Hari Sabtu dan Minggu kemarin aku ada di Jogja untuk menghadiri pernikahan sepupuku tersayang, pernikahan Kiki & Widhi. Aku nyampe Jogja sebelum shubuh dan langsung ke rumah Om-ku. Sebenarnya sih pengen tidur lagi tapi apadaya setumpuk acara sudah menanti :D.

Acara pertama adalah pengajian, yang diundang sih keluarga dekat dan tetangga-tetangga dekat. Untuk acara pengajian ini dress code-nya putih-putih. Pengajian dipimpin oleh seorang Ustadz dan dalam pengajian itu dibacakan Surat Ar-Rahman dan beberapa surat Al-Qur'an lainnya. Acaranya sih berlangsung sekitar 1,5 jam. Oya untuk acara ini souvenirnya berupa sajadah kecil dan tasbih yang dikemas dalam tas spundbond.


 Setelah itu ada acara siraman. Sebelum acara siraman ada acara pemasangan Bleketepe di gerbang depan rumah. Trus berlanjut ke acara calon mempelai putri meminta ijin untuk menikah dan sungkeman kepada orang tua calon mempelai. Nah saat acara minta ijin ini gak berasa aku ikutan meneteskan air mata, teringat Tanteku (Ibunya Kiki) yang sudah meninggal dunia beberapa tahun yang lalu. Posisi tanteku digantikan oleh Tantenya Kiki (adik Papanya yang terkecil). Saat acara ini Kiki dan juga undangan lainnya gak kuasa menahan air mata...sangat mengharukan...

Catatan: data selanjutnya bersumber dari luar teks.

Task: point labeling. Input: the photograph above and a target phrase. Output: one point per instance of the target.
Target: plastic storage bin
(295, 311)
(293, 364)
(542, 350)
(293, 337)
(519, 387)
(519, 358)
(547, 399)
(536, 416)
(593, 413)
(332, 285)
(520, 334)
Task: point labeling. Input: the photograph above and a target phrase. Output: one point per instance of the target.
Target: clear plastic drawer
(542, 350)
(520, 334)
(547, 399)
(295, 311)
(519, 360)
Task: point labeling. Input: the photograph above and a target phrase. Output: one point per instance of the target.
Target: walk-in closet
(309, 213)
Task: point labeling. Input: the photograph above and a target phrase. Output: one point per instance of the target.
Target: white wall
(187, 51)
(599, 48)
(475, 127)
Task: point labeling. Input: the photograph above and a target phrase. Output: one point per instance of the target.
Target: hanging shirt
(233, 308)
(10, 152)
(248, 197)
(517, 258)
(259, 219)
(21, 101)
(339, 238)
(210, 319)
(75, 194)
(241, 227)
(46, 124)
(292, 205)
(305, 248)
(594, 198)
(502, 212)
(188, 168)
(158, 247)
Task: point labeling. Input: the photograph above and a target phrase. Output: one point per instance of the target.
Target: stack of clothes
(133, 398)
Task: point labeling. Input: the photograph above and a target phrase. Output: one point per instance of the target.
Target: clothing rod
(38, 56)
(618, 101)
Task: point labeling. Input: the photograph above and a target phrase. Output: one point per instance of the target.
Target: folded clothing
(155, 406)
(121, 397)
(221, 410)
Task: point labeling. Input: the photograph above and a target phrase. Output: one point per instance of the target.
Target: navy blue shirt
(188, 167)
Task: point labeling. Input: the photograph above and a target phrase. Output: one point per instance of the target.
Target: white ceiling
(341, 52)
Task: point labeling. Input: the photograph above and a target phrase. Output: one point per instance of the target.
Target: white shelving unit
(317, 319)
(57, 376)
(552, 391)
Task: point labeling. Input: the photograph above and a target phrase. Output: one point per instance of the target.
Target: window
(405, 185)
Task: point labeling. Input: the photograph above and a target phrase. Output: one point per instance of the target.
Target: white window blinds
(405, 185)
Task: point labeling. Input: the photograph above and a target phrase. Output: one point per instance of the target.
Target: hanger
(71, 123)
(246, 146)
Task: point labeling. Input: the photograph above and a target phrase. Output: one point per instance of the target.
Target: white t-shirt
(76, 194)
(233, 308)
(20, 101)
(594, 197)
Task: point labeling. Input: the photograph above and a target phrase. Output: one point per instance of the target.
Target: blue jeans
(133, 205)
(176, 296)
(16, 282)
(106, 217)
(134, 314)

Acara siraman dimulai, pertama adalah memasukkan air dari 7 sumber mata air ke dalam bokor tempat air siraman. Ada beberapa bunga dan daun-daun yang dimasukkan (aku gak hafal jenisnya apa aja), trus ada 2 butir kelapa juga yang dimasukkan. Pertama kali Kiki disiram oleh Omku dan Tante Wuri trus kemudian giliran para sesepuh untuk menyiram calon mempelai putri. Ada sebagian kecil air siraman yang diberikan untuk dibawa ke rumah calon mempelai putra. Setelah itu ada acara gunting rambut calon mempelai putri oleh Ayahanda, ada acara pemecahan kendi dan acara pondongan (calon mempelai putri digendong oleh Ayahanda dibantu oleh adiknya Kiki, Dimas). 


Setelah acara siraman masih ada acara lain yaitu perebutan ubo rampe siraman yang berupa aneka makanan. Ada buah-buahan, ayam, aneka bubur dan lain-lain. Saking banyaknya aku gak hafal :D. Setelah itu adalagi acara dodol dawet. Yang menjadi penjual dawetnya adalah kedua orang tua pengantin putri, undangan bisa membeli dawet dengan memakai genteng yang dibentuk seperti uang logam.



Malam harinya ada acara Midodareni dan serah-serahan. Saat acara Midodareni ini Kiki tidak boleh keluar dari kamar, dia hanya bisa menyaksikan jalannya acara melalui layar TV. Lalu ada acara perkenalan kedua keluarga besar, penyerahan serah-serahan dan pembacaan catur wedha. 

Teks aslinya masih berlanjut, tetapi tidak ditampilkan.